Colourization Juvenile:

In general duller than female, but upper parts quite green; faint blue edging to feathers in frontal area, replacing frontal band; minimal orange on abdomen; pale underwing stripe present. Bill yellow/brown.

Beak & Feather virus breakthrough

Beak & Feather

Beak & FeatherPsittacine Beak & Feather Disease (PBFD) is a virus threatening the survival of rare Australian parrot species, including the western ground and orange-bellied parrots. These species have fewer than 50 birds remaining in the wild.

The disease, which can lead to starvation and death as feathers moult and beaks soften is one of the main threats to wild and occasionally captive kept parrots.

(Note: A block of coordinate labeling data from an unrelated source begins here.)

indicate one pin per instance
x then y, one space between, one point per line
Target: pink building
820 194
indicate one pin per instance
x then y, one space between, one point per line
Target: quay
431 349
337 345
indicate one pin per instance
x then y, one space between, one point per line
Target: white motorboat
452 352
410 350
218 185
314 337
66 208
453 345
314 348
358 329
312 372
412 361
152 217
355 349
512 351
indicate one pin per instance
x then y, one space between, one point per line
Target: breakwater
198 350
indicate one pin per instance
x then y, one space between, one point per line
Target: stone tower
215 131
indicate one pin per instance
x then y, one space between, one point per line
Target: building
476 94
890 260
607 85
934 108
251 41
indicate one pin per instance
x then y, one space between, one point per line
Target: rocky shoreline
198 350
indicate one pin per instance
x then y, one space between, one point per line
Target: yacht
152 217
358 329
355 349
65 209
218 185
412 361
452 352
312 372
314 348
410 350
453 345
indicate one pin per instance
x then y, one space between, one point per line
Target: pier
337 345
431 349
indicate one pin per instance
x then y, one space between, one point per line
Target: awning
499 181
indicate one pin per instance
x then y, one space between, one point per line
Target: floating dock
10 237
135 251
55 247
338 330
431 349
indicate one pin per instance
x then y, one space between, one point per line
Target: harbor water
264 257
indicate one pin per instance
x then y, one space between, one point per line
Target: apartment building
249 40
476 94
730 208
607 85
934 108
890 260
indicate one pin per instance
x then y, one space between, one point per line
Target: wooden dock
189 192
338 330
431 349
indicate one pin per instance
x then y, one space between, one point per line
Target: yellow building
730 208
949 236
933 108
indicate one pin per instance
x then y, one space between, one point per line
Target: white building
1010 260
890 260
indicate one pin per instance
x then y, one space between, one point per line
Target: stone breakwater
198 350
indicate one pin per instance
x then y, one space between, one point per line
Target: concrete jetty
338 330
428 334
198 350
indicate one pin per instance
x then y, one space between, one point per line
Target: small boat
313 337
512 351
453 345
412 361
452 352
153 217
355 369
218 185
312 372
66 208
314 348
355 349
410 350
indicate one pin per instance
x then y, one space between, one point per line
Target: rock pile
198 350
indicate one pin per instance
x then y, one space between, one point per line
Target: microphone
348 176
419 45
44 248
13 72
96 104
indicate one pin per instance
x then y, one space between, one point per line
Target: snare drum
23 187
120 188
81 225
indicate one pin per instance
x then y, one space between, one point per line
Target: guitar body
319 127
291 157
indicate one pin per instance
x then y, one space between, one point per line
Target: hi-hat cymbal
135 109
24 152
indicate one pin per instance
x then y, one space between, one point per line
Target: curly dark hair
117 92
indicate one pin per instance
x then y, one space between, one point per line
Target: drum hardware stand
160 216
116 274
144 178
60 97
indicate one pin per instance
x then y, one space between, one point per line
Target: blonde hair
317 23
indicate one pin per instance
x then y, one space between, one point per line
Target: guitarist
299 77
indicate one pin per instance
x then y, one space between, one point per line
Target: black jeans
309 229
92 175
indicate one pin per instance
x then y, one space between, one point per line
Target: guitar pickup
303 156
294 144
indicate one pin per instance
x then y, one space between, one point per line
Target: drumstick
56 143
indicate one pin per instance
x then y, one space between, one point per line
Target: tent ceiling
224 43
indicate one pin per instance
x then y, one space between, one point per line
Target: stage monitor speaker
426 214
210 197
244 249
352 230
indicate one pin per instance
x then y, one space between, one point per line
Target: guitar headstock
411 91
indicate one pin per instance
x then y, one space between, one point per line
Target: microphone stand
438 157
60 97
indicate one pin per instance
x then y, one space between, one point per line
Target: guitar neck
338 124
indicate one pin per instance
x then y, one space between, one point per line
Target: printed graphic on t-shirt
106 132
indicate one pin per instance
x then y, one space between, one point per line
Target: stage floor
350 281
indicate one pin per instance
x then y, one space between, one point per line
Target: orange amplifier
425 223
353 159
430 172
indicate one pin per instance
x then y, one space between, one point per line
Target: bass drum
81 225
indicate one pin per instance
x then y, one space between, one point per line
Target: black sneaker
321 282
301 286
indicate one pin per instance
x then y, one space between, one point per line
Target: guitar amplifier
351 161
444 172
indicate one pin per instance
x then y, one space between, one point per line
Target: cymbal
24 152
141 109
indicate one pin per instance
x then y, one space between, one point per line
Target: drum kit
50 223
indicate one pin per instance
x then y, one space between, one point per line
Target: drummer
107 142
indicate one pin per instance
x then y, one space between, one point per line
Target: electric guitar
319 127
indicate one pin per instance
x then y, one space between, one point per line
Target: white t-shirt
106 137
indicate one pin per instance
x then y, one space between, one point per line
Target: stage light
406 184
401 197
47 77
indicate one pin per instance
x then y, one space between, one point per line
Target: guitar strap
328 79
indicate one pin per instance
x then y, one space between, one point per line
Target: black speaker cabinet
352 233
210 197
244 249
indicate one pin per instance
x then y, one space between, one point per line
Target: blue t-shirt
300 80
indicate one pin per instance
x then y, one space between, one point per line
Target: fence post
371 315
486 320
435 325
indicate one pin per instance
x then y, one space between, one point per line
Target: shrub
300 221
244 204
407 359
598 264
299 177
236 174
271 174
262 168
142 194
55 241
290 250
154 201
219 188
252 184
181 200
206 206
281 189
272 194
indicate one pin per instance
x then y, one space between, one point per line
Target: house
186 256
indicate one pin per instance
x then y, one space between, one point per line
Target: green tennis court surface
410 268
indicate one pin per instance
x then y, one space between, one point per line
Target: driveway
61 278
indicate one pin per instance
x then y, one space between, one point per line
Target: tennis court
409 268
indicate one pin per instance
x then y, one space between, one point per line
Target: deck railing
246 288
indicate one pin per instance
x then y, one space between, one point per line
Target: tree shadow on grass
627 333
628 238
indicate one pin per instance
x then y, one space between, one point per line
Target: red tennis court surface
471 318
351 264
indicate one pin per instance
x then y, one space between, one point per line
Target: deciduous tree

Last week a team for researchers led by Charles Sturt University revealed the molecular makeup of the deadly disease in the Nature Communications journal. The team has been working on finding a solution for this illness since 2009. SCU Professor in Veterinary Pathobiology Shane Raidal said the finding is a significant step towards finding new approaches to restore  threatened parrot populations.

“By confirming how the viral structure forms, we can begin to develop a vaccine to interrupt these processes, ” he said.

Barry Baker, Chair of the national Orange-bellied Parrot Recovery Team said, the virus has undoubtedly contributed to the Tasmanian species’ dwindling numbers.

“There was an outbreak a couple of years ago in the wild and we’re aware that some of the chicks had been affected by it and that certainly drove a lot of action to get on top of it”, he told AAP.

“A vaccine is a critical step that will make transferring brid from captivity to the wild a lot easier that it currently is.”

Psittacine Beak & Feather Disease (PBFD)

The virus causing this disease is a member of the Circoviridae. The disease is thought to be specific to birds, with parrots known to be particularly susceptible to PBFD. The virus is most commonly seen in Cockatoos, Macaws, African Grey Parrots, Ringneck parakeets, Eclectus Parrots and Lovebirds, but it is not limited to these species only.

The transmission of the virus from one individual to another is mainly through direct contact, inhalation or ingestion of aerosols, crop-feeding, infected fecal material and feather dust. It can also be transmitted via contaminated surfaces such as bird carriers, utensils, feeding dishes, clothing and nesting materials.

The main symptoms of the virus are irreversible loss of feathers and softening of the beak. In most cases the outcome is fatal to the bird and leads to premature death by the secondary fungal infections.

Prevention

Strict isolation of all diseased birds to halt the spread of the disease. DNA testing of all birds of susceptible species to rule out latent infection. DNA testing of aviary equipment and environment to test for possible contamination.

At present there is no know treatment for the virus.